On our journey to discover all the "particular churches" in Tuscany, we've arrived at the territory administered by the Dioceses of Siena and Montepulciano-Chiusi-Pienza with the addition of Monte Oliveto Maggiore Monastery. The territorial religious organisation (which we cannot help but follow in an effort to map the more than 40 "Holy Doors" open throughout the region) offers sometimes surprises but, judging by the beauty of religious buildings on show, never disappoints.
In regards to Siena's religious buildings, we must start with the Cathedral of the City of the Palio, one of the most beautiful churches in the world. There is no news of the basilica, a true example of Romanesque-Gothic-Italian style, before 1226, when the Republic of Siena began recording costs and contracts related to the construction of the Cathedral, which probably began in the mid-twelfth century on the ruins of an existing structure, a temple dedicated to Minerva.
The present temple is raised by a platform and divided into a Latin cross with three naves and a dome at the intersection of the arms. The aisles are divided by pillars with a transect split in two. The transept cross consists of a hexagonal dome topped by an audacious dodecagonal cupola (among the largest of the era). The whole internal structure is dominated by two colours, white and black, the emblematic colours of the city. Among the many works of great medieval and Renaissance artists, we'll only mention the largest and most amazing: the marble floor, one-of-a-kind for its richness of invention, breadth and the importance of its collaborators. Divided into 56 panels, it shows representations from the uniform design themes of the Revelation. The oldest panels are from the late fourteenth century, the latest from the nineteenth century. Among those who worked over the centuries were Francesco di Giorgio, Pinturicchio, Sassetta, Neroccio Bartolomeo de 'Landi, Antonio Federighi, Urbano da Cortona and, above all, Domenico Beccafumi, who created some 35 scenes, reinventing the genre.

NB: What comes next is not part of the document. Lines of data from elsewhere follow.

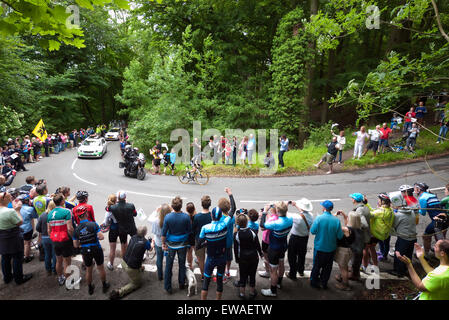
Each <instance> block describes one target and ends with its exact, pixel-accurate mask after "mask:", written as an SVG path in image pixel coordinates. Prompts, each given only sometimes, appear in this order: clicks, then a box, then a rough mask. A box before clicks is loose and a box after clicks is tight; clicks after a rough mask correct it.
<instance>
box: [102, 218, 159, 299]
mask: <svg viewBox="0 0 449 320" xmlns="http://www.w3.org/2000/svg"><path fill="white" fill-rule="evenodd" d="M146 234H147V227H145V226H143V227H139V228H138V229H137V231H136V234H135V235H133V236H132V237H131V240H130V242H129V246H128V250H126V253H125V255H124V256H123V260H122V268H123V270H125V272H126V273H127V274H128V277H129V279H130V280H131V281H130V282H129V283H128V284H127V285H125V286H124V287H121V288H120V289H114V290H112V291H111V294H110V295H109V298H110V299H111V300H117V299H120V298H123V297H124V296H125V295H127V294H129V293H131V292H133V291H135V290H137V289H139V288H140V287H141V286H142V271H141V270H142V269H141V268H142V262H143V258H144V255H145V252H146V251H147V250H151V241H152V240H151V239H148V240H147V239H146V238H145V236H146Z"/></svg>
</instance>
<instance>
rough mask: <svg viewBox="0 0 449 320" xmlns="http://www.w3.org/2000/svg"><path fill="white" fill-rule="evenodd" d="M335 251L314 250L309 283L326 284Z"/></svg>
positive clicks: (318, 284)
mask: <svg viewBox="0 0 449 320" xmlns="http://www.w3.org/2000/svg"><path fill="white" fill-rule="evenodd" d="M334 255H335V251H332V252H322V251H318V250H314V252H313V268H312V272H311V273H310V283H311V284H312V285H315V286H318V285H319V284H320V283H321V284H322V285H323V286H327V282H328V281H329V278H330V276H331V272H332V264H333V263H334Z"/></svg>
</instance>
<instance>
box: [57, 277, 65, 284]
mask: <svg viewBox="0 0 449 320" xmlns="http://www.w3.org/2000/svg"><path fill="white" fill-rule="evenodd" d="M64 283H65V277H64V275H62V276H60V277H58V284H59V285H60V286H63V285H64Z"/></svg>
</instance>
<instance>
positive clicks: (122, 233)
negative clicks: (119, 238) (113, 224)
mask: <svg viewBox="0 0 449 320" xmlns="http://www.w3.org/2000/svg"><path fill="white" fill-rule="evenodd" d="M117 200H118V201H117V203H116V204H114V205H112V206H110V207H109V211H110V212H111V213H112V215H113V216H114V218H115V220H116V221H117V225H118V234H119V238H120V245H121V252H122V257H123V255H124V254H125V253H126V249H127V246H128V235H129V236H131V237H132V236H134V235H135V234H136V232H137V228H136V223H135V221H134V217H136V216H137V211H136V208H135V207H134V204H132V203H127V202H126V192H125V191H119V192H117Z"/></svg>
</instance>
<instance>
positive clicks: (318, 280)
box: [310, 200, 344, 289]
mask: <svg viewBox="0 0 449 320" xmlns="http://www.w3.org/2000/svg"><path fill="white" fill-rule="evenodd" d="M320 205H321V206H322V207H323V214H322V215H320V216H318V217H317V218H316V219H315V221H314V222H313V224H312V227H311V228H310V233H312V234H313V235H315V240H314V248H313V250H314V251H313V267H312V272H311V273H310V286H311V287H313V288H316V289H319V288H323V289H327V283H328V281H329V278H330V275H331V271H332V264H333V261H334V256H335V251H336V250H337V241H338V240H340V239H342V238H343V236H344V234H343V230H342V228H341V222H340V220H339V219H338V218H336V217H335V216H333V215H332V213H331V211H332V210H333V209H334V204H333V203H332V202H331V201H329V200H326V201H324V202H321V203H320Z"/></svg>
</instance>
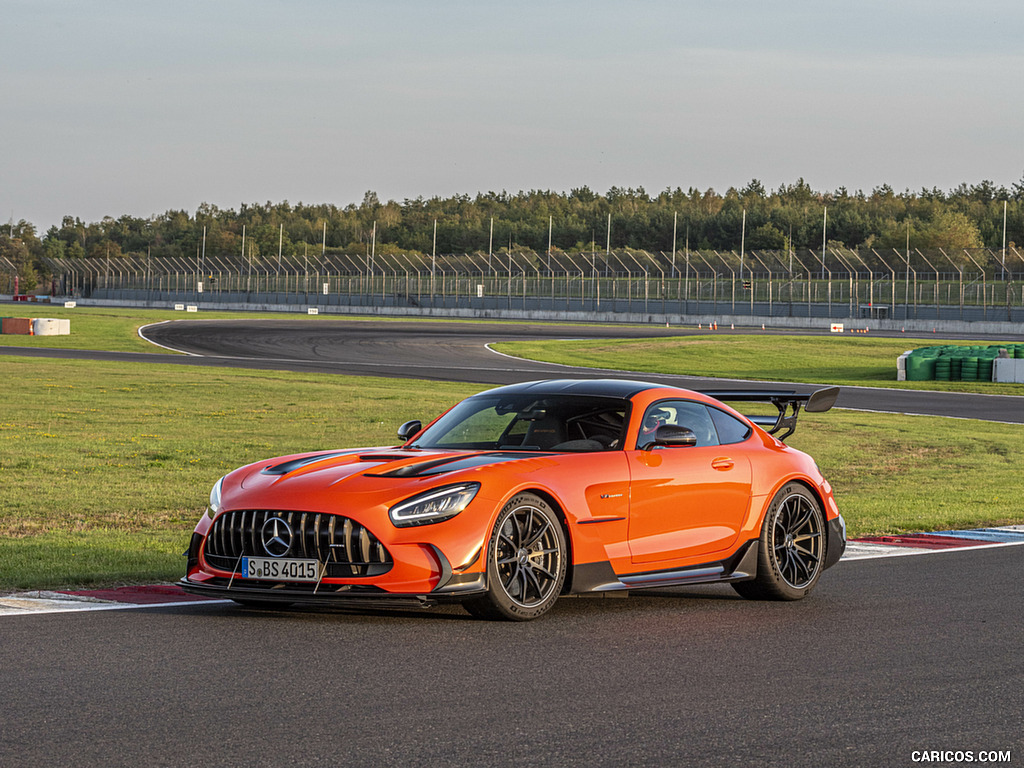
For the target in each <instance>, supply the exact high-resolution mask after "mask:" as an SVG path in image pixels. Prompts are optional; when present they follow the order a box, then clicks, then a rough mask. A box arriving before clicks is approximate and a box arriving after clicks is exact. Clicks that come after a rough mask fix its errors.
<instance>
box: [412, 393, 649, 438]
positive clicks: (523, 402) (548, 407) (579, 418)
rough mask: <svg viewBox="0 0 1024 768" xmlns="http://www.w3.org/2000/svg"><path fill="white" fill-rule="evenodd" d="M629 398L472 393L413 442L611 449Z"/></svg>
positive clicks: (628, 412) (621, 435)
mask: <svg viewBox="0 0 1024 768" xmlns="http://www.w3.org/2000/svg"><path fill="white" fill-rule="evenodd" d="M628 414H629V402H628V401H627V400H623V399H617V398H613V397H587V396H579V395H573V396H569V395H548V396H541V397H539V396H538V395H536V394H518V395H504V396H500V395H486V394H483V395H477V396H476V397H470V398H469V399H467V400H463V401H462V402H460V403H459V404H458V406H456V407H455V408H454V409H452V410H451V411H450V412H449V413H446V414H445V415H444V416H442V417H441V418H440V419H439V420H438V421H437V422H436V423H435V424H434V425H433V426H431V427H430V428H429V429H427V431H426V432H424V433H423V435H421V436H420V438H419V439H418V440H417V441H416V443H415V446H416V447H422V449H464V450H469V451H579V452H588V451H614V450H618V449H621V447H622V446H623V437H624V434H623V432H624V430H625V429H626V423H627V418H626V417H627V415H628Z"/></svg>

But the cathedral is not the only Jubilee church in the Siena area, there are another two small religious structures. The first is the Sanctuary of Santa Maria in Pancole, which is located along the Via Francigena and just five kilometres from San Gimignano. The small temple was founded after the discovery of a miraculous icon of the Virgin, painted towards the end of '400, by a mute young shepherdess called Bartolomea Ghini. It is said that the girl, in 1668, was particularly sad about her family's poverty and leading the flock to pasture began to cry. A beautiful woman appeared before her and asked why she was so sad. When Bartolomea replied, the woman reassured her and told her to go home where she would find the pantry full of bread, a full cruet and swollen barrels of wine. Bartolomea realised who she had spoken to and ran home calling loudly for her parents, who were amazed to hear their daughter speak and see the full pantry. All the villagers went to the pasture where the girl claimed to have seen the mysterious lady but found only a heap of brambles. The villagers removed the plants, which hid the shrine with the image which portrayed, according Bartolomea, the woman she had met. When removing the brambles, the icon was scratched by a sickle, the sign of which is still visible.

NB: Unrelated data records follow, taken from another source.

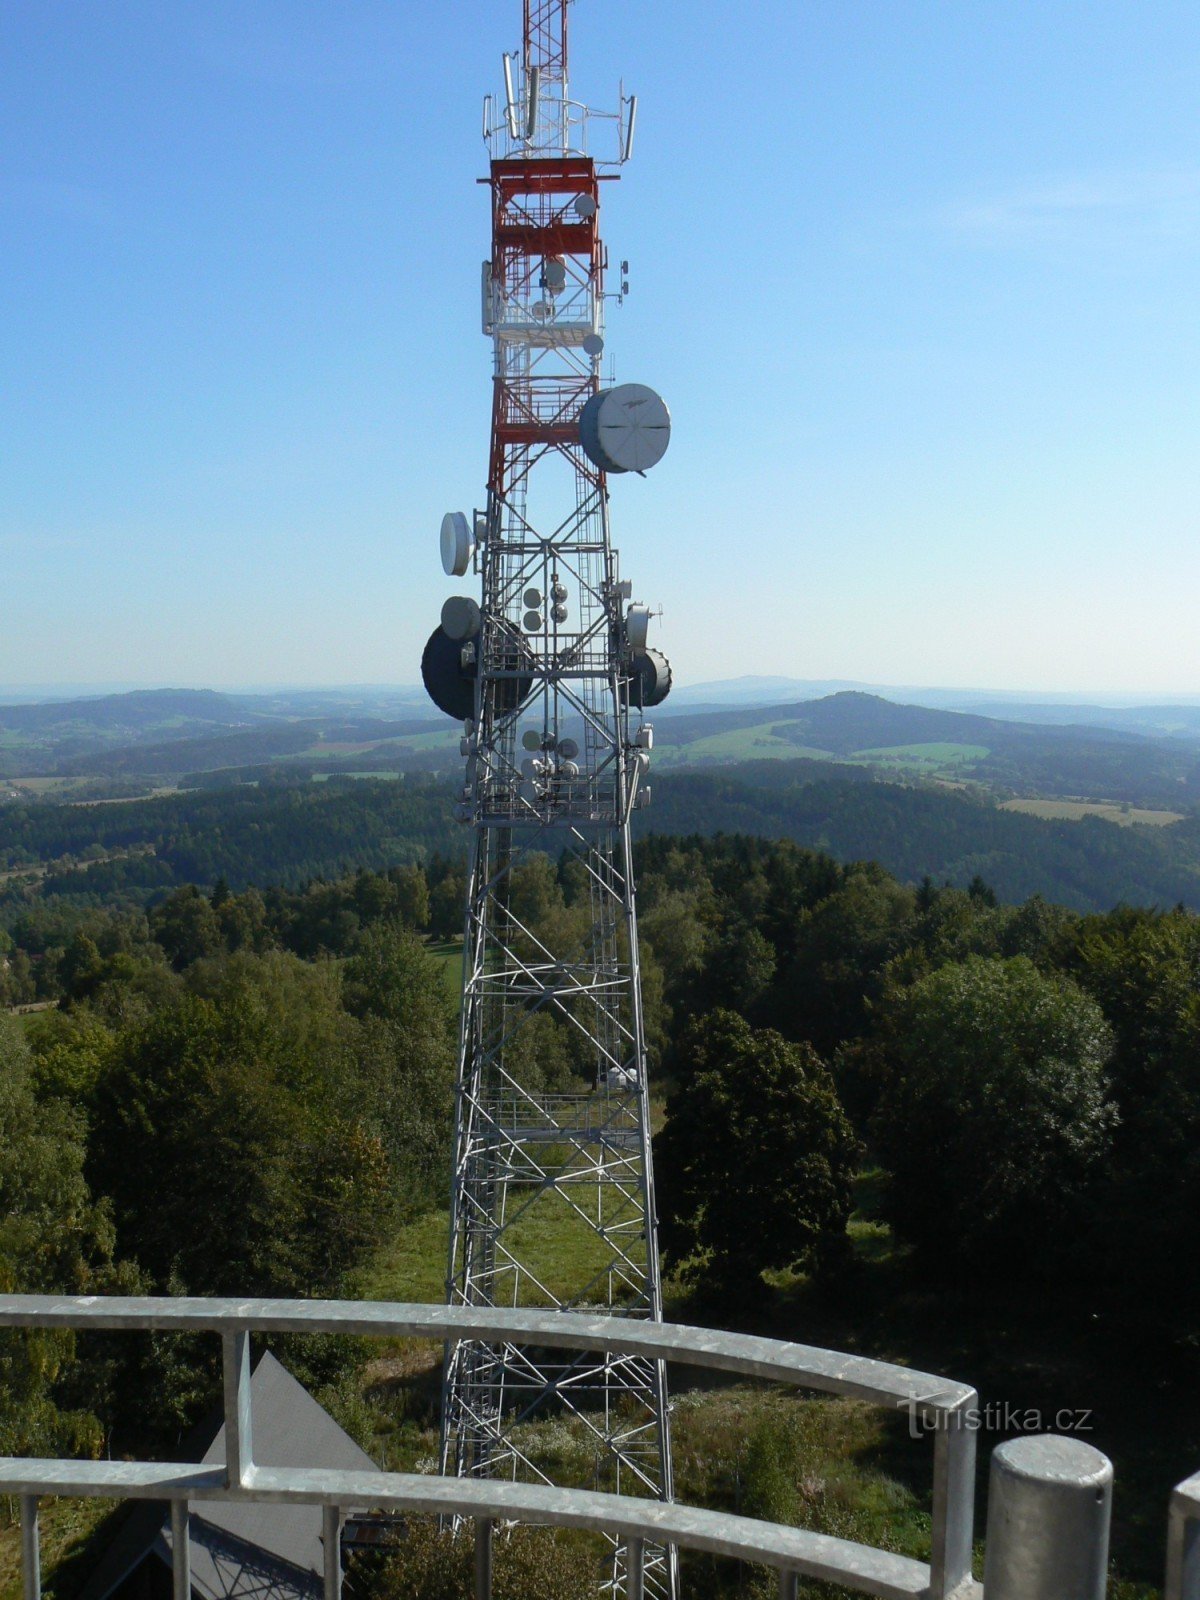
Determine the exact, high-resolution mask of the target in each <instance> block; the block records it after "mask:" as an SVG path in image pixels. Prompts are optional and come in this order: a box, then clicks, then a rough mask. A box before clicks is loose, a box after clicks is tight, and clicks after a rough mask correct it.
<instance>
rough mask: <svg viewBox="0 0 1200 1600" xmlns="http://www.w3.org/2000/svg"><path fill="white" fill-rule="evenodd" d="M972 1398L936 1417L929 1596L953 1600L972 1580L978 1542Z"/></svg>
mask: <svg viewBox="0 0 1200 1600" xmlns="http://www.w3.org/2000/svg"><path fill="white" fill-rule="evenodd" d="M978 1405H979V1400H978V1395H974V1394H971V1395H970V1397H968V1398H966V1400H963V1403H962V1405H958V1406H955V1408H954V1411H939V1413H936V1414H934V1416H933V1424H934V1435H933V1549H931V1552H930V1594H931V1597H933V1600H949V1597H950V1595H952V1594H954V1592H955V1590H957V1589H960V1587H962V1586H963V1584H965V1582H968V1581H970V1578H971V1554H973V1542H974V1434H976V1430H974V1426H973V1424H974V1416H973V1413H974V1411H976V1410H978Z"/></svg>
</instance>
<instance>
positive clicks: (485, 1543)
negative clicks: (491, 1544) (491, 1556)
mask: <svg viewBox="0 0 1200 1600" xmlns="http://www.w3.org/2000/svg"><path fill="white" fill-rule="evenodd" d="M491 1531H493V1522H491V1517H477V1518H475V1600H491Z"/></svg>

The last "Holy Door" in the Diocese of Siena is located in Montalcino and is the Church of the Madonna del Soccorso.
We continue to discover the places of redemption Jubilee with Montepulciano Cathedral, which was built in '500 over an ancient church and overlooking ones of the most beautiful squares in Italy. The only surviving structure of the previous building is the massive 14th-century bell tower, whose top was never completed. The facade is also unfinished. Inside the basilica, we see Florentine architectural ancestry, austere and elegant thanks to the empty surfaces on the plaster walls that alternate with bands of stone blocks. The layout is a Latin cross and is divided into three naves by massive pillars that support round arches. Next to a pillar to the right is the pulpit supported by Ionic columns.
We conclude with Monte Oliveto Maggiore Monastery, the last "particular churches" chosen in this part of the region. The history of the monastery began in Siena around 1313, when Giovanni de 'Tolomei, a brilliant 40-year-old from a noble family, along with Patrizio Patrizi, Ambrogio Piccolomini and some other associates, decided to break with "normal" life. They decided to retire and chose, as a place of meditation, a remote possession of the Tolomei family located 30 kilometres from Siena. Here they lived years of semi-ascetic life until in 1319. Not to be confused with the various heretical sects of friars that abounded in the peninsula, they were recognised as a congregation by the "belligerent" bishop of Arezzo Guido Tarlati Pietramala. The new congregation decided to belong to the Order of the Benedictines, following the rule known as "ora et labora". Even today, a visit to the monastery is punctuated by traditional monastic life with a strict schedule, which is announced by the unmistakable sound of a bell.